Last updated: 10 July, 2012

EU’s Barroso and Israel’s Netanyahu discussed Iran and the peace process

EU commission chief Jose Manuel Barroso on Monday held talks with Israeli Prime Minister Benjamin Netanyahu on Iran’s nuclear programme on the second day of his trip to Israel and the West Bank.

The two leaders “discussed the importance of expanding cooperation between Israel and Europe in all areas, Iran’s effort to arm itself with nuclear weapons and the resumption of the peace talks with the Palestinians,” Netanyahu’s office said in a statement.

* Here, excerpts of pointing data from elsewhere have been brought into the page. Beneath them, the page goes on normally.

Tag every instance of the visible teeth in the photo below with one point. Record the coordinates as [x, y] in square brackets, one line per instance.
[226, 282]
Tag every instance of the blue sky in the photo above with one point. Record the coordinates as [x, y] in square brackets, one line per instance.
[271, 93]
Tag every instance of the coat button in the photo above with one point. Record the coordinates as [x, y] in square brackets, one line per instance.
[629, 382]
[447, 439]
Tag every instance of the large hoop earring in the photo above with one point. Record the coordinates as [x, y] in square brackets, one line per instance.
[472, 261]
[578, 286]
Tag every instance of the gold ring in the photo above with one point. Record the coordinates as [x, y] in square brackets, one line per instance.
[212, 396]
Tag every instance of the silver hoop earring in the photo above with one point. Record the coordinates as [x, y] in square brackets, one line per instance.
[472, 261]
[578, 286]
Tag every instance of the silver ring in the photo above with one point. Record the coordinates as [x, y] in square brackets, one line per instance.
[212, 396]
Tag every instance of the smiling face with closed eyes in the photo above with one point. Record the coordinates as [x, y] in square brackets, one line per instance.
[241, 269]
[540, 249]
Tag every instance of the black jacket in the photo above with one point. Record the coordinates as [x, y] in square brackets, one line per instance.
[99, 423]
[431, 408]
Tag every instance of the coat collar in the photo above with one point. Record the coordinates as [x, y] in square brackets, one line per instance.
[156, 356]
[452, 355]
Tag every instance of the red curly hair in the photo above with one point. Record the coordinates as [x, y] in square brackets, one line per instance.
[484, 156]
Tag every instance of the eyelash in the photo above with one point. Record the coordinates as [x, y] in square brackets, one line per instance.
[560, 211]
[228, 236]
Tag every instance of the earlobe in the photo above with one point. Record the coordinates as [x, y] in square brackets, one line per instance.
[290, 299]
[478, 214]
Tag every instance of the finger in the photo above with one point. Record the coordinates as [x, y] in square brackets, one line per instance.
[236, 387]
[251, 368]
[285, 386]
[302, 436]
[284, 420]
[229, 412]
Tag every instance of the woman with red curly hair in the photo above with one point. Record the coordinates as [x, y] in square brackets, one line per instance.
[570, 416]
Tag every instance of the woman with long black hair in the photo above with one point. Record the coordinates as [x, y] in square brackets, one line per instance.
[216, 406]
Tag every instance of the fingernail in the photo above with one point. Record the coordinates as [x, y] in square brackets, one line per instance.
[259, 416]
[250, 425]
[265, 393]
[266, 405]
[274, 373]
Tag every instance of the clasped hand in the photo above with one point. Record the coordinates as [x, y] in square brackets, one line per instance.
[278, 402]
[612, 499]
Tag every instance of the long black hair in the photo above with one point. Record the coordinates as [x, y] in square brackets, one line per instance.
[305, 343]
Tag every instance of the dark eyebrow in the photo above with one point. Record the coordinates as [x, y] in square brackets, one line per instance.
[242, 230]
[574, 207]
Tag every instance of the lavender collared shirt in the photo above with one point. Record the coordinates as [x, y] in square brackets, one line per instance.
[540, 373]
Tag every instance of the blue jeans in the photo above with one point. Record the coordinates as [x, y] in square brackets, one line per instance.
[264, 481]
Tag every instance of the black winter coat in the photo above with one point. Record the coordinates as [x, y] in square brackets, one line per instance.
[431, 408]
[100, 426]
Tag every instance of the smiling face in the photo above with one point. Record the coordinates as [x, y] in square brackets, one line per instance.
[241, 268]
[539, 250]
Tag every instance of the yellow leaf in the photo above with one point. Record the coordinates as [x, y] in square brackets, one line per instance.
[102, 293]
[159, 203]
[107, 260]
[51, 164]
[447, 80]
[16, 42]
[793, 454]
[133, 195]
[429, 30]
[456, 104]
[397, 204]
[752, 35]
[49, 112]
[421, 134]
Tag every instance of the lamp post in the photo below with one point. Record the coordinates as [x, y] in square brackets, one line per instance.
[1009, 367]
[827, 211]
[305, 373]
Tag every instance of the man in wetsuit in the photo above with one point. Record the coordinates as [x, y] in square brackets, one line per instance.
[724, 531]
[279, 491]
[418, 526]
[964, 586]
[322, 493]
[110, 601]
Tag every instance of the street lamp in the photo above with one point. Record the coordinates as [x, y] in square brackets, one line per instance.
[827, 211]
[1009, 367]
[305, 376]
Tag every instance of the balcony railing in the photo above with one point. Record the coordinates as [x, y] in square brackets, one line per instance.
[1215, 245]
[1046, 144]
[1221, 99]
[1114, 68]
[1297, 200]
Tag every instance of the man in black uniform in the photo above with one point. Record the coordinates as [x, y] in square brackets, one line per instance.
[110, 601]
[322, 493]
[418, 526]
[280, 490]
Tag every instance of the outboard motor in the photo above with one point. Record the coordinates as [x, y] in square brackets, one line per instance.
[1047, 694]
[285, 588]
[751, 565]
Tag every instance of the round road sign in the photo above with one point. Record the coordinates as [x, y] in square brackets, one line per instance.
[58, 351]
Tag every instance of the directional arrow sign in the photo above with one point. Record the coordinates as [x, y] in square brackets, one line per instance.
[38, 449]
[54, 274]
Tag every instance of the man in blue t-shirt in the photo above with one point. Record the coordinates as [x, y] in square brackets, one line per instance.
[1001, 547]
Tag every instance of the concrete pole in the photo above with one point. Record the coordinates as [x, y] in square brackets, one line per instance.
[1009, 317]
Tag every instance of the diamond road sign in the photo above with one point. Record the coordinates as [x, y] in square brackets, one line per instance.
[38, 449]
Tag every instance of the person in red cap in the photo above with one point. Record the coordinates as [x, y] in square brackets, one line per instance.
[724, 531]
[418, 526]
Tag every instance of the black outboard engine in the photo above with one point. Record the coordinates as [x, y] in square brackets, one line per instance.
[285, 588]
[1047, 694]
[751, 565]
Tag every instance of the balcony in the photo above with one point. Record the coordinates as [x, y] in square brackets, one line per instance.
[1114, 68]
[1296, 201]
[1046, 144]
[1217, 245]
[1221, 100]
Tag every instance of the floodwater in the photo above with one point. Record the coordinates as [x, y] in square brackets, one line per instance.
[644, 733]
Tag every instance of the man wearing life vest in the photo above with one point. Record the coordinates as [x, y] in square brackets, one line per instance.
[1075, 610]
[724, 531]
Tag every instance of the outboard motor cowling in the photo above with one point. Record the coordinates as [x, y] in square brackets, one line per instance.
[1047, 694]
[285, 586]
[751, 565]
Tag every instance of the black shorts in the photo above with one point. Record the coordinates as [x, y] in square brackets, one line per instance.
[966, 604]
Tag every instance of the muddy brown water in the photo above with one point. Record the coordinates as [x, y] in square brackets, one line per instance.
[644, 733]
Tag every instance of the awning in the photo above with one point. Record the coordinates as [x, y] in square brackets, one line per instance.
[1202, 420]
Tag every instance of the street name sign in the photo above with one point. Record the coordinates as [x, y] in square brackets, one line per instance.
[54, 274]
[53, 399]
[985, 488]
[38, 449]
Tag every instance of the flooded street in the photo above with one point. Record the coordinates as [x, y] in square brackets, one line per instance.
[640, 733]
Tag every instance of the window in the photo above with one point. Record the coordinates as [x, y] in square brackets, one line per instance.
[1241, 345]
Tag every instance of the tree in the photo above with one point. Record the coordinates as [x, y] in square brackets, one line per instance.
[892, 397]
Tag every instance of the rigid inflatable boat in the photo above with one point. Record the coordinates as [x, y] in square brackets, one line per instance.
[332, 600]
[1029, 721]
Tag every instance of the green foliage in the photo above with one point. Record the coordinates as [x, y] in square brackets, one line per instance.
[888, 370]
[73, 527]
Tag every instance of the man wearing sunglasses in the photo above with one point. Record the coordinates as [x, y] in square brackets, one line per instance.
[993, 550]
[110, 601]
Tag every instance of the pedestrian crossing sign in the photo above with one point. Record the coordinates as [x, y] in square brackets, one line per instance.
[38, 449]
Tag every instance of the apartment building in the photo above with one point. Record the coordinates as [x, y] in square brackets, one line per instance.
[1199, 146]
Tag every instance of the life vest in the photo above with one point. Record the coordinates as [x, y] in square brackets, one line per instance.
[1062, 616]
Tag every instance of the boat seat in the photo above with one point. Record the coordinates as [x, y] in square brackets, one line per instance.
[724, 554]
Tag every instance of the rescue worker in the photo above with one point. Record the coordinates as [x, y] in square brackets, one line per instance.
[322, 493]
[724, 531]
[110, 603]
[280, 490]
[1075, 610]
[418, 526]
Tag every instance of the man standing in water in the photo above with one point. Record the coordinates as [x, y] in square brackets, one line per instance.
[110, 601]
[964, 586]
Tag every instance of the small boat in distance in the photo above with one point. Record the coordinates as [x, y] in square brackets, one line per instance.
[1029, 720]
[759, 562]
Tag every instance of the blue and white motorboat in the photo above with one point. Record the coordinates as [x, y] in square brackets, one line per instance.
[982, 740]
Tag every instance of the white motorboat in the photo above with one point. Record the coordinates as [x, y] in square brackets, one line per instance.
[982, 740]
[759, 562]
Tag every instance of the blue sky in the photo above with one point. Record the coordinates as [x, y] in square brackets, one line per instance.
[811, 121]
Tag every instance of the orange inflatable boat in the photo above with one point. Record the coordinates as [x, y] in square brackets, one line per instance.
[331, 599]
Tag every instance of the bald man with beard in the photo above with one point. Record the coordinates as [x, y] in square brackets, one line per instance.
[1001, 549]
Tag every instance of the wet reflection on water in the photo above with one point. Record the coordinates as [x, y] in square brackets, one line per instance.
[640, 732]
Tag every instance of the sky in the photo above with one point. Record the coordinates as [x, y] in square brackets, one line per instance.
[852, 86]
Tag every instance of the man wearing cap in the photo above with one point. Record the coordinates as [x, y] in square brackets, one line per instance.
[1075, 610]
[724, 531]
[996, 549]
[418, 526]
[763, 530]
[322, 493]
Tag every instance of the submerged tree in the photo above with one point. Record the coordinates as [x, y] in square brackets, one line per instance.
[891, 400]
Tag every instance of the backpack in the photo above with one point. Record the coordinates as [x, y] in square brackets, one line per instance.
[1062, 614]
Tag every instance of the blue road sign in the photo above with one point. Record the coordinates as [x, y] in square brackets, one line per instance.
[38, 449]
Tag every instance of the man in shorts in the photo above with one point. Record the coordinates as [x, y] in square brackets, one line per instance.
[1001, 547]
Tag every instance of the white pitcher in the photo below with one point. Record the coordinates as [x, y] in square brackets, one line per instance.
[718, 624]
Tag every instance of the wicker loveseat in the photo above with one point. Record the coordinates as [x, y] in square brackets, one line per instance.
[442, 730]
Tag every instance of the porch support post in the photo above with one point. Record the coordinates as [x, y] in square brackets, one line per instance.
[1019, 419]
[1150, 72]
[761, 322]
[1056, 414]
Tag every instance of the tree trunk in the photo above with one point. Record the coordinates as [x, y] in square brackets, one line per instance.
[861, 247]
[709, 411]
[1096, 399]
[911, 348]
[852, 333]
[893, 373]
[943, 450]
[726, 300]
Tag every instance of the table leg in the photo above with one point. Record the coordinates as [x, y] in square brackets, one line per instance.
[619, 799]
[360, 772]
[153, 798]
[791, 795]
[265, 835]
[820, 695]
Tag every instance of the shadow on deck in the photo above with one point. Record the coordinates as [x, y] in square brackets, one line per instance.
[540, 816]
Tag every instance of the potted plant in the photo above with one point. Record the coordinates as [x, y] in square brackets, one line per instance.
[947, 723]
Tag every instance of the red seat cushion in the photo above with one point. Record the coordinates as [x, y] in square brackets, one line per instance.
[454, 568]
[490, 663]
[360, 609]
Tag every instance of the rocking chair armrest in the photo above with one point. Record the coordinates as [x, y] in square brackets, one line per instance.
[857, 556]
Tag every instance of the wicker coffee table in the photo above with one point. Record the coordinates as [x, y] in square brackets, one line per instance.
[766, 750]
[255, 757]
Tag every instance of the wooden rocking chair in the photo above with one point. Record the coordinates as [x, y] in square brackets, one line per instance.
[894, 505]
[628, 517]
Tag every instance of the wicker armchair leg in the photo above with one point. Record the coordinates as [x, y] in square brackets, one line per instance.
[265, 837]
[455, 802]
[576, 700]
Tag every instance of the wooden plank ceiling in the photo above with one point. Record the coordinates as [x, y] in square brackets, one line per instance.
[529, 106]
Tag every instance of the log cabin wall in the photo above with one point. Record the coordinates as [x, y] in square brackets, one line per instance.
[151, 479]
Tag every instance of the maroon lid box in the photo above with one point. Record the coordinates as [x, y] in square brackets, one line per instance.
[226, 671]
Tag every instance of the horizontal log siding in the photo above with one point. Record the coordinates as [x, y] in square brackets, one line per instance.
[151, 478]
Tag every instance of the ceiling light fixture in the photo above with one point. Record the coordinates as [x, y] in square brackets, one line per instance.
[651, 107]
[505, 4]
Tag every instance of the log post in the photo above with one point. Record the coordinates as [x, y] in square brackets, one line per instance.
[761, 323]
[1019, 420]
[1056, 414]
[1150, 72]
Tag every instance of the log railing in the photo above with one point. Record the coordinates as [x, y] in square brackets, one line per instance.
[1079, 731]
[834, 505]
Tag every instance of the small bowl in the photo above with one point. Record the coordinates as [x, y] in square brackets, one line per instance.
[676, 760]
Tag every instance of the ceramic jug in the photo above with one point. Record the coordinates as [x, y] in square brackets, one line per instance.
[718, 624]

European Union officials said in a statement that the two leaders “also discussed the regional situation with president Barroso stating the EU’s support for democratic change and political and economic reforms in the wider neighbourhood.”

“They also discussed vital threats in the region and exchanged views on the on-going diplomatic process aimed at solving the nuclear issue on Iran,” the EU statement added.

Barroso also met in the evening with Israeli President Shimon Peres, with talks centering on the Israeli-Palestinian peace process and Iran, a statement from the president’s office said.

“We appreciate Europe’s position concerning the Iranian nuclear programme. Iran is the headquarters of world terrorism and the world must stop the Tehran regime from obtaining nuclear weapons,” Peres told Barroso, according to the statement.

Israel, the sole if undeclared nuclear power in the Middle East, has said that Iran’s nuclear programme poses an existential threat to the Jewish state, and that it will not rule out military action to halt Tehran’s nuclear activity.

Barroso is in Israel and the Palestinian territories for a three-day visit that began yesterday with meetings in the West Bank with Palestinian president Mahmud Abbas and prime minister Salam Fayyad.

He is scheduled to meet Israeli President Shimon Peres later on Monday and will visit the northern Israeli city of Haifa on Tuesday to receive an honorary degree.

In his discussions on Sunday, Barroso urged Israel and the Palestinians to return to negotiations, warning that the peace process “cannot become an orphan of the Arab Spring.”

Peace talks between Israel and the Palestinians have been on hold since late September 2010, when they ground to a halt over the issue of settlement construction.

The Palestinians want Israel to halt settlement activity and agree to base border discussions on the lines that existed before the 1967 Six-Day War.

Israel says it wants talks to resume without preconditions.